Linear-Sample Learning of Low-Rank Distributions
This addresses a fundamental gap in sample efficiency for applications like community detection and collaborative filtering, though it is incremental as it builds on existing spectral techniques.
The paper tackles the problem of determining the sample complexity for learning low-rank matrices in latent-variable models, showing that Ω(kr/ε²) samples are necessary and providing an algorithm that uses O(kr/ε² log²(r/ε)) samples, which is linear in dimension and nearly linear in rank.
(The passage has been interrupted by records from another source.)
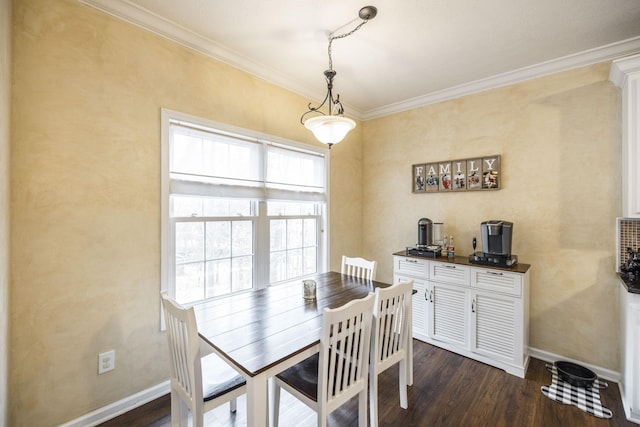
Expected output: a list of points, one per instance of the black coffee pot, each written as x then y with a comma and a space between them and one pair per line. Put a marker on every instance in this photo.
633, 263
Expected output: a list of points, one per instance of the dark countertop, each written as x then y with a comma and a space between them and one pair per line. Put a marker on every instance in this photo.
464, 260
631, 285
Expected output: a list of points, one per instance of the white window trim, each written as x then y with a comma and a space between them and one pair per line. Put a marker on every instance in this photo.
166, 251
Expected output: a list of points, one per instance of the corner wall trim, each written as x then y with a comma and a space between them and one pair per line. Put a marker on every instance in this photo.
114, 409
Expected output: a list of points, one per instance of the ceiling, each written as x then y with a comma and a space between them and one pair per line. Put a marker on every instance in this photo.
415, 52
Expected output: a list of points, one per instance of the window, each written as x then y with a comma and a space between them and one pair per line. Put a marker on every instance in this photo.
240, 210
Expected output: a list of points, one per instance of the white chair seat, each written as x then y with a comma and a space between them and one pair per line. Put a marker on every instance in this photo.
327, 380
198, 384
218, 378
389, 343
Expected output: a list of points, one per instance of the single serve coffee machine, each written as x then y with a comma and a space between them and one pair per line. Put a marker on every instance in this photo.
496, 244
425, 246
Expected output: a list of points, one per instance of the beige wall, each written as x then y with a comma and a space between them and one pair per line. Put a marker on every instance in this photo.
5, 83
85, 202
559, 138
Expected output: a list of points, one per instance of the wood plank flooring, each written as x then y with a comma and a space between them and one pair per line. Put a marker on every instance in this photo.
448, 390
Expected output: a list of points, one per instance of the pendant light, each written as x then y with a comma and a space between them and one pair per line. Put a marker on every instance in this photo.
331, 128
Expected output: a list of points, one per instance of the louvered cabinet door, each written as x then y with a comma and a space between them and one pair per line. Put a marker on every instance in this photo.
496, 325
449, 314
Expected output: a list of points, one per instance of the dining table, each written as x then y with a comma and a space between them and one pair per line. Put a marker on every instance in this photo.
263, 332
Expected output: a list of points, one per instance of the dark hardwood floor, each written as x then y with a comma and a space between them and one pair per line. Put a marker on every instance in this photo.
448, 390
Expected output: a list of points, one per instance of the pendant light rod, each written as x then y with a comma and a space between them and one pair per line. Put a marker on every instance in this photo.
331, 128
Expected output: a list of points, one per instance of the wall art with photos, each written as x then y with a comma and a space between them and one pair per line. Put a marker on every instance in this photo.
478, 173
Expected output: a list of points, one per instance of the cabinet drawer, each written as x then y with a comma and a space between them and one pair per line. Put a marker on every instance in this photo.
412, 267
449, 273
497, 281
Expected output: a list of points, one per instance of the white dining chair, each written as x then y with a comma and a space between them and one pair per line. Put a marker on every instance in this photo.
198, 384
389, 342
330, 378
359, 268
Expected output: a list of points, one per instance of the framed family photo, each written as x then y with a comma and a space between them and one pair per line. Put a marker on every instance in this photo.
475, 174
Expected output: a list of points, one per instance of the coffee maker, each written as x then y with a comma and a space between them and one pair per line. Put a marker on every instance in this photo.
496, 244
425, 246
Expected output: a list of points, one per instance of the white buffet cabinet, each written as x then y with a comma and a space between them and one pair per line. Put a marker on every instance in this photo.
476, 311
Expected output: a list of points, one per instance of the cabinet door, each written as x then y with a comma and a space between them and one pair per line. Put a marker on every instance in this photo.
419, 306
448, 318
496, 325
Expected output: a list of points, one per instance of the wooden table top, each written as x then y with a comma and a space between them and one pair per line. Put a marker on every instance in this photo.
256, 330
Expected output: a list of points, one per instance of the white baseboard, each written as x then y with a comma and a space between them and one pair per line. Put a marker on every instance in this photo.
601, 372
112, 410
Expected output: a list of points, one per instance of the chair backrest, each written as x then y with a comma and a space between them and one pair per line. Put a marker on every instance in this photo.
344, 351
359, 267
391, 323
184, 350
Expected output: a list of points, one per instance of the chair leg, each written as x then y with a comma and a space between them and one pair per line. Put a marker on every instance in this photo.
404, 402
179, 411
362, 408
275, 392
373, 399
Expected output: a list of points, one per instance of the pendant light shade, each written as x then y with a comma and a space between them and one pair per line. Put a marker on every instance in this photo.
330, 129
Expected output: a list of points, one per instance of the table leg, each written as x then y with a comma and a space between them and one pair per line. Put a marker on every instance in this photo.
257, 401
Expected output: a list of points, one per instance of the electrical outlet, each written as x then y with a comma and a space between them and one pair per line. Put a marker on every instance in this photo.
106, 361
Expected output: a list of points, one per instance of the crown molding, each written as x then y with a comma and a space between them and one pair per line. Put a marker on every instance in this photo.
142, 18
621, 68
582, 59
126, 11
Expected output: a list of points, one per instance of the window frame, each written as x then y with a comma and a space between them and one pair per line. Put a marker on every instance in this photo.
261, 248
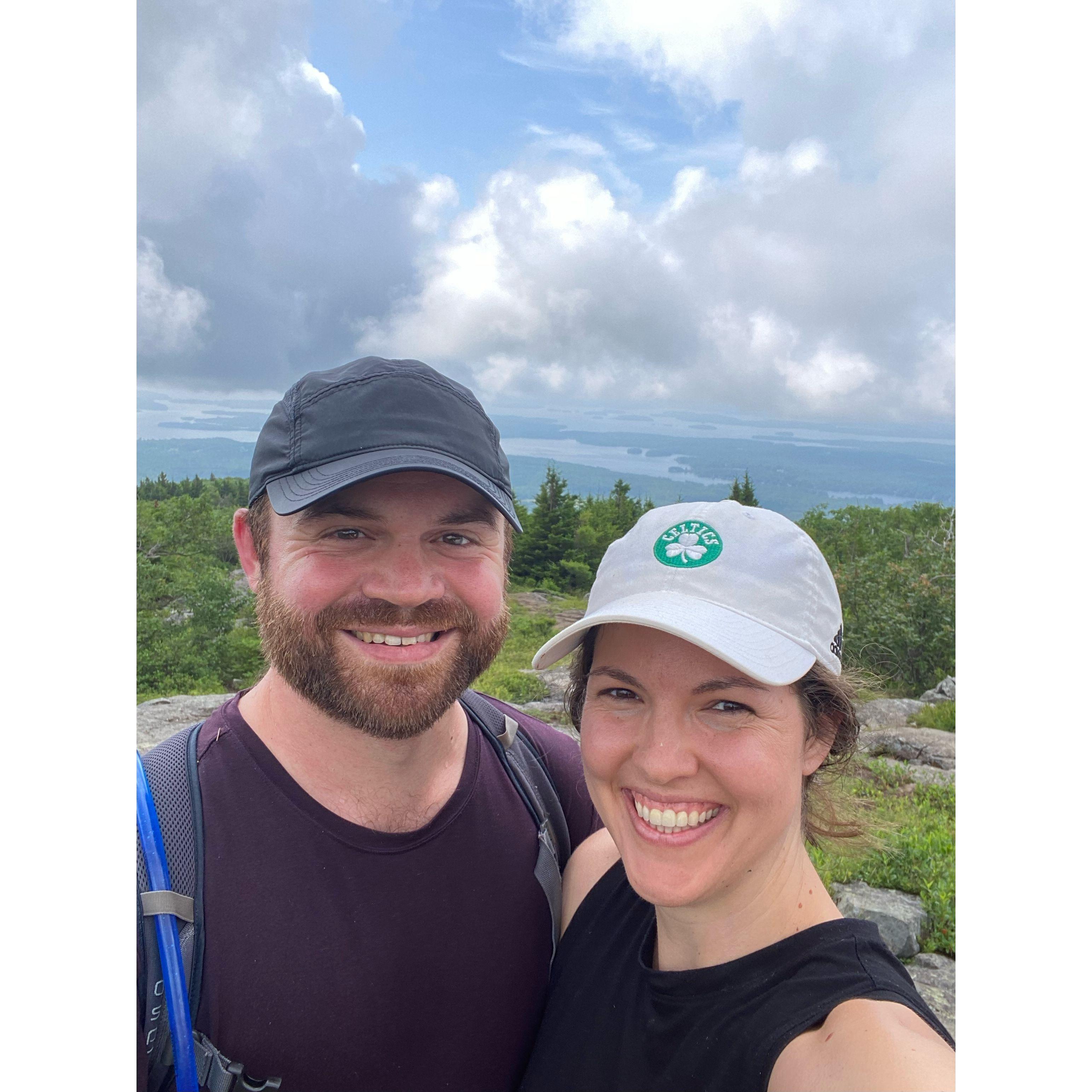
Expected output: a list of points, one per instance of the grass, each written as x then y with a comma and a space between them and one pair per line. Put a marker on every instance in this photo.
505, 679
917, 827
942, 716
Many latent-variable applications, including community detection, collaborative filtering, genomic analysis, and NLP, model data as generated by low-rank matrices. Yet despite considerable research, except for very special cases, the number of samples required to efficiently recover the underlying matrices has not been known. We determine the onset of learning in several common latent-variable settings. For all of them, we show that learning $k\times k$, rank-$r$, matrices to normalized $L_{1}$ distance $ε$ requires $Ω(\frac{kr}{ε^2})$ samples, and propose an algorithm that uses ${\cal O}(\frac{kr}{ε^2}\log^2\frac rε)$ samples, a number linear in the high dimension, and nearly linear in the, typically low, rank. The algorithm improves on existing spectral techniques and runs in polynomial time. The proofs establish new results on the rapid convergence of the spectral distance between the model and observation matrices, and may be of independent interest.